Craig came shortly after the Court had invalidated the use of a screen to hide a similarly situated child witness/victim in Coy v. Iowa (1988). The Court in Coy had found "no individualized findings (that the victims) needed special protection." Indeed, "face-to-face presence may, unfortunately, upset the truthful rape victim or abused child; but by the same token it may confound and undo the false accuser, or reveal the child coached by a malevolent adult." In contrast, the Maryland statute in Craig provided for an exception when a child's testimony would result in "serious emotional distress." Furthermore, the use of one-way closed-circuit TV did not considerably obstruct the jury's observation of the child's testimony.

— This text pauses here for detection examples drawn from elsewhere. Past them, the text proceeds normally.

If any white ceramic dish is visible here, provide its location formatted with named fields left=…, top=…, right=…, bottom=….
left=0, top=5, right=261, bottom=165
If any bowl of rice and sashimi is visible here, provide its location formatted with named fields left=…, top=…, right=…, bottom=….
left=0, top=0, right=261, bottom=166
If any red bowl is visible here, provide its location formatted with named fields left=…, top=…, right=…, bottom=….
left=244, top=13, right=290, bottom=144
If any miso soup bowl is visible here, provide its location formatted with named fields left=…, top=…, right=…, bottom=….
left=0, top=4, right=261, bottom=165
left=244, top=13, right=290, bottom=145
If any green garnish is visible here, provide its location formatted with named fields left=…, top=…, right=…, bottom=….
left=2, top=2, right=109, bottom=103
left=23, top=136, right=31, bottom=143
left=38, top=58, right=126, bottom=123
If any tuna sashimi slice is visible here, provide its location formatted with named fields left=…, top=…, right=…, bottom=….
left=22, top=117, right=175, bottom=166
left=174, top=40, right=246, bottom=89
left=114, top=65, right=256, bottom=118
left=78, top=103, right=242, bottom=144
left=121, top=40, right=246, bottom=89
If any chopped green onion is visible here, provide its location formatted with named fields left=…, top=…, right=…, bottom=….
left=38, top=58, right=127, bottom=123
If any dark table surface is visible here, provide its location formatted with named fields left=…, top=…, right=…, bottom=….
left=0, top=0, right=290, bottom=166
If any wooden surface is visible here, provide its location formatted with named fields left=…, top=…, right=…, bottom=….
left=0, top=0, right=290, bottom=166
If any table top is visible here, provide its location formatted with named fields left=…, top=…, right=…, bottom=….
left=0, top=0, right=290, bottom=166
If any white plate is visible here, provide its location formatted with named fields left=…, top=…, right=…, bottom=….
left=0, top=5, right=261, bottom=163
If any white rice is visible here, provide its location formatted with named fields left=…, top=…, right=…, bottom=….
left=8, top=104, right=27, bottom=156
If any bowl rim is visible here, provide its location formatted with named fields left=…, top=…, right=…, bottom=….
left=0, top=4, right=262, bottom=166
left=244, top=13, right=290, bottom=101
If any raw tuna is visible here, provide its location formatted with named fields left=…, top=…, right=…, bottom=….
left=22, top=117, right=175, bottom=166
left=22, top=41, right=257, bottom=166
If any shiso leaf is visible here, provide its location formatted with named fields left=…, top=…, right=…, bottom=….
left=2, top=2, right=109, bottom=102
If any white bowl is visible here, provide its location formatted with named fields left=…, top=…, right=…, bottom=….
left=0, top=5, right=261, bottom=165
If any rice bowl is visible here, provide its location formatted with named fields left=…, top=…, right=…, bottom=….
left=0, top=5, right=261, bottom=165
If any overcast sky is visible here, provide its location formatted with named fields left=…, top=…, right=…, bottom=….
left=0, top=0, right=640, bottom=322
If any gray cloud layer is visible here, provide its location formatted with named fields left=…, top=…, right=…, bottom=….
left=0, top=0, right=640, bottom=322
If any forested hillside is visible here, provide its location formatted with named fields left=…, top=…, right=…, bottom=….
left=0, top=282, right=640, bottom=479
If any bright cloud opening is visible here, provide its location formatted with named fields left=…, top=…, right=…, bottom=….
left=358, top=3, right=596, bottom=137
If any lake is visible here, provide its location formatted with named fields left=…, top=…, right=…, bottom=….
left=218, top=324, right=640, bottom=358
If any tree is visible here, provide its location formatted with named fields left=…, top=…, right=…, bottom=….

Justice O'Connor noted that the fundamental purpose of the Sixth Amendment was to prevent ex parte affidavits, citing Mattox v. United States 156 U.S. 237, 242 (1895). She further identified four primary guarantees embodied in the Confrontation Clause:
- The right of "personal examination"
- That a witness will testify under oath
- That a witness will submit to cross-examination
- That the jury may observe the demeanor of the witness in making his statement

The Court noted that hearsay exceptions demonstrated that no defendant had an absolute right to a face-to-face encounter with adversarial witnesses. While the Maryland exception did not provide face-to-face confrontation, the final three preserved guarantees were present. The State's interest in the physical and psychological well-being of child abuse victims could outweigh the defendant's right to face his accusers in court.

===Dissent===
Justice Scalia, in dissent, wrote that he was "persuaded...that the Maryland procedure is virtually constitutional. Since it is not, however, actually constitutional I would affirm the judgment of the Maryland Court of Appeals reversing the judgment of conviction."

==Subsequent developments==
The continued validity of Craig was called into question after the Supreme Court case Crawford v. Washington (2004). In Crawford, the Court overruled Ohio v. Roberts (1980), which Craig relied in large part upon. However, Craig remains good law. During the COVID-19 pandemic, federal courts conducting criminal trials, relied upon Craig to have witnesses testify by "Zoom or some other videoconferencing technology."